2008-05-30 わが心の強くて自殺せぬに非ず

 「わが心のよくて殺さぬには非ず」と親鸞が言ったのは、私見では別に深遠なことを言ったのではなくて、素質のない人間には殺人はできないということに過ぎない。もちろん戦争とか異常な状況は別として、日常的なあれこれから人を殺す人というのは、元来そういう素質を持っていたか、生育過程でそういう素質が身についたかである。たとえば私が、にっくきあいつを殺してやろうと思っても、できないだろう。それは私が善人だからではなくて、そういう素質がないからである。

 自殺もまた然りで、そういう素質のない人には、よほどのことがない限り自殺はできない。よって、自殺する人は心が弱いとかそういうことはなくて、自殺しない人はそういう素質がなかっただけなのである。

 ところで千葉俊二先生は茂木健一郎の「偶有性」という概念が、とか書いていたけれど、いったいその概念はどこが新しいのかまるで分からぬ。クオリアだってそうだが、サンタクロースを思い浮かべられるのはクオリアの働きだって、そりゃ違うだろう。サンタクロースの絵とかを見ているから思い浮かべられるんであって、じゃあストレプトコッカスミュータンス菌を思い浮かべることができるかね。
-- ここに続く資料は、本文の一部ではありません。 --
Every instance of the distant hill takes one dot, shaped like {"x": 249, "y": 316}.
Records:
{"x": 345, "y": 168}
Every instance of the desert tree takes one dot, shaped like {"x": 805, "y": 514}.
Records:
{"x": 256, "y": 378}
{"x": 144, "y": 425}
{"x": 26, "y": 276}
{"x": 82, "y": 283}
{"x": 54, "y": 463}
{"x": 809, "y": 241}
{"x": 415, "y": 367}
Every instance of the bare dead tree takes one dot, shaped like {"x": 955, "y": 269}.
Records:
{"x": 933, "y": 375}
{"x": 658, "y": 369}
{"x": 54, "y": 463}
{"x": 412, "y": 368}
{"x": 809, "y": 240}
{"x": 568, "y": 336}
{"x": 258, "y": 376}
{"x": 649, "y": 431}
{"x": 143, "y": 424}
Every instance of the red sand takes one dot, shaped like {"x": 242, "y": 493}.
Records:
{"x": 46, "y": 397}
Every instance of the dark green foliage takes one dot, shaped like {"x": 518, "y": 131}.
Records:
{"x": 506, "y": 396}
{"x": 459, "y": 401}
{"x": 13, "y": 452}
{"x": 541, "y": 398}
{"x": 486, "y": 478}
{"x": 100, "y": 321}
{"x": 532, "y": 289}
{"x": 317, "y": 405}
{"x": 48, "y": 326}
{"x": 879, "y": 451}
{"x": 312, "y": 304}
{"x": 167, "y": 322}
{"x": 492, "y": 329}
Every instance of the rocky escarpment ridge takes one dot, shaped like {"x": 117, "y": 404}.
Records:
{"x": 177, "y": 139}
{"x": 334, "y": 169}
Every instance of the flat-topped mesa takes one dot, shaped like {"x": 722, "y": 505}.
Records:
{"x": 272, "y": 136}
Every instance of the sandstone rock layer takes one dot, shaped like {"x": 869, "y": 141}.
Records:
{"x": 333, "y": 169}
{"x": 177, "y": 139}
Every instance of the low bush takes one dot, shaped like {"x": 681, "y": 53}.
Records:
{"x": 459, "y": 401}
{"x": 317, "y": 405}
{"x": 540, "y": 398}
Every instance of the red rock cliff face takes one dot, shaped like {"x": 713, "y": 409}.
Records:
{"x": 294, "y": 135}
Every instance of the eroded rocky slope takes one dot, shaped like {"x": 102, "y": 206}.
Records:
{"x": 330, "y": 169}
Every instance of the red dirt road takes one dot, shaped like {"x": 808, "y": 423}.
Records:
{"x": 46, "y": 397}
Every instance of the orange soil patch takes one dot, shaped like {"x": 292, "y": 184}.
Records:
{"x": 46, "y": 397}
 呉智英さんが未だに仇討ち制度なんて言っているのは困ったもので、最近呉さんは左翼回帰しているような気がする。だって、国家が人を殺すのはいかん、って前提を認めているんだもの。

 (小谷野敦

2008-05-29 嶋中雄作宛谷崎書簡

 千葉俊二先生が増補した『谷崎先生の書簡・増補版』読了。あわせて「谷崎詳細年譜」は修正した。谷崎と松子の「密通」について私への異論もあるが、これは改めて活字にしたい。ただ『谷崎伝』における明らかなチョンボが分かった。敗戦後すぐ谷崎は、『細雪』に蒋介石やロシヤ、英国の悪口があるのでどうしようかと嶋中宛に書いていて、とりあえず現行版を見てみたがやはり悪口はあることはあるので、別に何もしなかったと判断してそう書いたのだが、実は私家版からの削除があった。まあ私家版は大学図書館では明大和泉にしかないようで、当時明大は辞めていたから見られなかった、というのは言い訳で怠慢ですね。

 あとがきに「文学研究において新資料による新事実の発見ほど研究の醍醐味を味わわせてくれるものはない」とあるがまったくその通りで、「作品論」とか「テクスト論」とかいって作品だけ読んで感想文みたいな「解釈」をしている者どもよ剋目して見よ、とも思うが、まあそういう人は実際にはごく一部なので…。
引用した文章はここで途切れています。